Cadere nelle mani di queste tigri è sicuramente un’atroce fine.
Giorno 8 maggio un gruppetto di volontari, di notte piantarono delle bandiere bianche sui punti di una altura, non fu un ordine ma una necessità: gli americani con altri volantini ci ordinano di distruggere gli automezzi perché centinaia di chilometri di deserto fra non molto c’è li faranno fare a piedi; e di fatti fu così.
La parola resa ormai si sentiva da per tutto, una angoscia che durò fino giorno 10 quando Mussolini, ordinò di distruggere automezzi e tutto l’armamento, e prepararci al calvario della prigionia, automezzi ed armi leggere imbevute di benzina e nafta furono di facile distruzione, mentre per i cannoni si dovettero riempire di sabbia le canne per farli esplodere.
Non ebbi il coraggio di buttare nel fuoco la mia piccola pistola che sempre chiamai Anita avendomi sempre seguito come la nobile Anita che seguì Garibaldi ed i suoi Mille.
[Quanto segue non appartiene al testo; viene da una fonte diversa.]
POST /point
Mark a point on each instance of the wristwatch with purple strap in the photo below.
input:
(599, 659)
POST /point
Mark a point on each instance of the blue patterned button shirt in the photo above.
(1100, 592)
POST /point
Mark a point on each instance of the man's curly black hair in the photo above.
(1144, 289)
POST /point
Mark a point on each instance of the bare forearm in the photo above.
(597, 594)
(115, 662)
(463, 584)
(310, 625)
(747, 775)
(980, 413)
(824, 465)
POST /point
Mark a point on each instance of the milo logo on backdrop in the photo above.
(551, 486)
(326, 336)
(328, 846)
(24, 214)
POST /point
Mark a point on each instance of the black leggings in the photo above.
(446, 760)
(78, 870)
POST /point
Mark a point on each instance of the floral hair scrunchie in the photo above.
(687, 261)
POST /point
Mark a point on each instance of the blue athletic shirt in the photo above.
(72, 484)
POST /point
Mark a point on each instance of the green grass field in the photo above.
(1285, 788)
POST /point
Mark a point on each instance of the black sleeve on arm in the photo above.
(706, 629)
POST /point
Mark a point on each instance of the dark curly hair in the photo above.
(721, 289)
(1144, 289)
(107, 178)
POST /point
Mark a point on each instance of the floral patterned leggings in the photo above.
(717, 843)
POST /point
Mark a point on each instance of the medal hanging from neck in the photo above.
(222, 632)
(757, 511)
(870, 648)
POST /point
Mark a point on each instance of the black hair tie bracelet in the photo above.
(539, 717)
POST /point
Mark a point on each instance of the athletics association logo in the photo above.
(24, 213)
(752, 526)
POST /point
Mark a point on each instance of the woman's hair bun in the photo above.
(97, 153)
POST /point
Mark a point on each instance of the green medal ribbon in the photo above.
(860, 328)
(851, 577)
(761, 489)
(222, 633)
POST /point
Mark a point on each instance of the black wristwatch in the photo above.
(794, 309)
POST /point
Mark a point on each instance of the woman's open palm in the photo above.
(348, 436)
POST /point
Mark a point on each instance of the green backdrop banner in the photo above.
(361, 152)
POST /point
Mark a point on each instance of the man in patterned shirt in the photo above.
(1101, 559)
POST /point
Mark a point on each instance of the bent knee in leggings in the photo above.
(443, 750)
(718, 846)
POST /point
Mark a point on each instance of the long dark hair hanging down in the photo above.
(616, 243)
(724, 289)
La camuffai con arte in fondo alla borraccia che tagliai in due risaldandola e ricoprendola con un panno grigio verde, e sopra l’isolante sempre un po’ d’acqua, facendo spesso fessi i più abili aguzzini: bianchi e neri.
La mattina del 12 maggio provenienti da più parti ci radunammo in una stretta valle in attesa che venissero i vincitori a fare altri conti sulla nostra pelle, il generale Giuseppe Messi ci fece l’ultimo discorso di circostanza, non volle l’attenti, perché l’onore senza armi e il simbolo dei vinti, lo stesso fece il generale tedesco Rommel detto la volpe del deserto, verso le 11 arrivarono i vincitori armati sino ai denti, un migliaio circa, la maggior parte neri e 2 generali partirono subito in due camionette e presero due vie diverse mentre noi come orfani restammo in balia di quelle pantere nere che ci fecero stare con le mani sul collo sino a tarda sera e quando tutto divenne buio si diedero al saccheggio, portafogli, orologi, anelli e denti d’oro finirono nelle sporche mani di quelle belve senza onoro e senza dio.
Io toccai più volte la mia borraccia: Anita dormiva.